On the surface, some non-essential projects appear to be worthy ones; however, our Minnesota Bill of Rights, Section 1, object of government, states, “Government is instituted for the security, benefit, and protection of the people, in whom all political power is inherent, together with the right to alter, modify or reform government whenever required by the public good.”
The South Metro Tea Party’s core values as posted on their Facebook page state, “We the People stand for Constitutionally Limited Government, Fiscal Responsibility, Free Markets and Individual Responsibility.” The Tea Party supports the object of government as stated in Section 1 of our Bill of Rights. It appears, though, that William Cory Labovitch in his letter to the editor finds the Tea Party to be putting “extreme activism” pressure on Tara Mack and Anna Wills, as both state representatives (districts 57A and 57B) did not endorse additional funding for the Minnesota Zoo.
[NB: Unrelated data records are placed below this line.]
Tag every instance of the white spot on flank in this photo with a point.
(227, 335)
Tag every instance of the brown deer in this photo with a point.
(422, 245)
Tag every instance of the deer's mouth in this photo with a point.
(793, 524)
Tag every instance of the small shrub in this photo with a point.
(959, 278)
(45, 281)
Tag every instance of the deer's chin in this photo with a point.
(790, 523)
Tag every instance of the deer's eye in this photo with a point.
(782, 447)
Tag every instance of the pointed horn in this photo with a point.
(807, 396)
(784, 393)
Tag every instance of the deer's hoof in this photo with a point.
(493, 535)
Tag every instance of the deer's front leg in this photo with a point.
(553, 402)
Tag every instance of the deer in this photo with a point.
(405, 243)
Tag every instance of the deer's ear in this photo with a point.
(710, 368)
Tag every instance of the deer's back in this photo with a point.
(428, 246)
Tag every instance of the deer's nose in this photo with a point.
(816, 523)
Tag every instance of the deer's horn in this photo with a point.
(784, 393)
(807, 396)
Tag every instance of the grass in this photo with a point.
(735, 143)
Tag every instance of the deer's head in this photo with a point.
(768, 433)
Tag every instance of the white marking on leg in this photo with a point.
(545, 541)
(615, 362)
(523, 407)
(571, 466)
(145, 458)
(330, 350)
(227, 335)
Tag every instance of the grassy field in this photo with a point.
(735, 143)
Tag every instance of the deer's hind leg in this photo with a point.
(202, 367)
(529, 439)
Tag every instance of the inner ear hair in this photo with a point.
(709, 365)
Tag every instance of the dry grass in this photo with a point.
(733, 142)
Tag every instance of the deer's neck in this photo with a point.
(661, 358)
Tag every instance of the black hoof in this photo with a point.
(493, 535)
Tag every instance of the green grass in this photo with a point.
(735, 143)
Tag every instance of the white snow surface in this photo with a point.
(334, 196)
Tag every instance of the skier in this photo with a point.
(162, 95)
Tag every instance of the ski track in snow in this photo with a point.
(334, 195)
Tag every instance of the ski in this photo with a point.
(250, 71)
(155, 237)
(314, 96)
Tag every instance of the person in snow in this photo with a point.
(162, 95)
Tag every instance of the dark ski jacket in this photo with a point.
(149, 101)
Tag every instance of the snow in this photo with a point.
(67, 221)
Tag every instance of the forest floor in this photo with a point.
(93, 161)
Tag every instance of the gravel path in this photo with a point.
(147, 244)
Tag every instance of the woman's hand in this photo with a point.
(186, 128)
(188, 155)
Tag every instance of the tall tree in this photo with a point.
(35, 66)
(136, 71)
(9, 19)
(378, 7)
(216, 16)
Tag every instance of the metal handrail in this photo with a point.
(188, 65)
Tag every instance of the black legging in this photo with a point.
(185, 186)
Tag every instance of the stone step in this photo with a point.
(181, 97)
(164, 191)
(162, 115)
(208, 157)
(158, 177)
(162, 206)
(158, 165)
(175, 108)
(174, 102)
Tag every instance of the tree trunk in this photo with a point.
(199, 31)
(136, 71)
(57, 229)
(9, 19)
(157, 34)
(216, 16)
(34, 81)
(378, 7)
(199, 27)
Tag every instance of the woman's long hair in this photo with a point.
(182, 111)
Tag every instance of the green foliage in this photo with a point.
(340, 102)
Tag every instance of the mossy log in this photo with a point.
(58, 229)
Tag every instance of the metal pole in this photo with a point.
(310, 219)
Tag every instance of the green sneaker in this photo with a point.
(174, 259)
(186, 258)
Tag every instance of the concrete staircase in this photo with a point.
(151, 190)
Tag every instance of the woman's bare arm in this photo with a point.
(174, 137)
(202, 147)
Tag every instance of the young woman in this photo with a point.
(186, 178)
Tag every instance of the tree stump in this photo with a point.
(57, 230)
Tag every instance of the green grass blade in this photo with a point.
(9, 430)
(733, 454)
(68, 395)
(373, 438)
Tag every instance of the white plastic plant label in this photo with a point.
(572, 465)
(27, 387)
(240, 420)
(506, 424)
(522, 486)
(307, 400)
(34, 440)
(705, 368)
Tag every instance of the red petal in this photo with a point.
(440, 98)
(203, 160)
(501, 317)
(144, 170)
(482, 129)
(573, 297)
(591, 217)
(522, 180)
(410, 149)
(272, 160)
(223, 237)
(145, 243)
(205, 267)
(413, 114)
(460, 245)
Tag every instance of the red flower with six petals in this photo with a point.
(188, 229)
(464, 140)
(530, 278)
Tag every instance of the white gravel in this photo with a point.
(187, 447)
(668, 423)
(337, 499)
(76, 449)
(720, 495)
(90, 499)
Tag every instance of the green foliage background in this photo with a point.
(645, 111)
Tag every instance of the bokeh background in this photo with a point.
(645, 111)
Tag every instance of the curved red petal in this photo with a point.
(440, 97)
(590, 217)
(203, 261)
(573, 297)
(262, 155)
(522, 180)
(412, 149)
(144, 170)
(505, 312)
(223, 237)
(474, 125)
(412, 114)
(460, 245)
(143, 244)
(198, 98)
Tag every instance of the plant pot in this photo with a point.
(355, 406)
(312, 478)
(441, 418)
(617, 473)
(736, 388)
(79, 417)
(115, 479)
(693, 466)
This despite the March 30, 2013, Star Tribune article, “Minnesota Zoo plans ambitious, costly makeover,” where it was reported that, “The Minnesota Zoo is a state agency; about 29 percent of its roughly $25 million operating budget is public funding, and the state has provided tens of millions for major capital projects, such as new exhibits.”
Taking a position that we need to limit funding to non-essential programs and showing fiscal responsibility within constitutionally limited government confines, when our state government doesn’t have an income problem, rather a spending one, doesn’t seem to me to be an “extreme” position to take.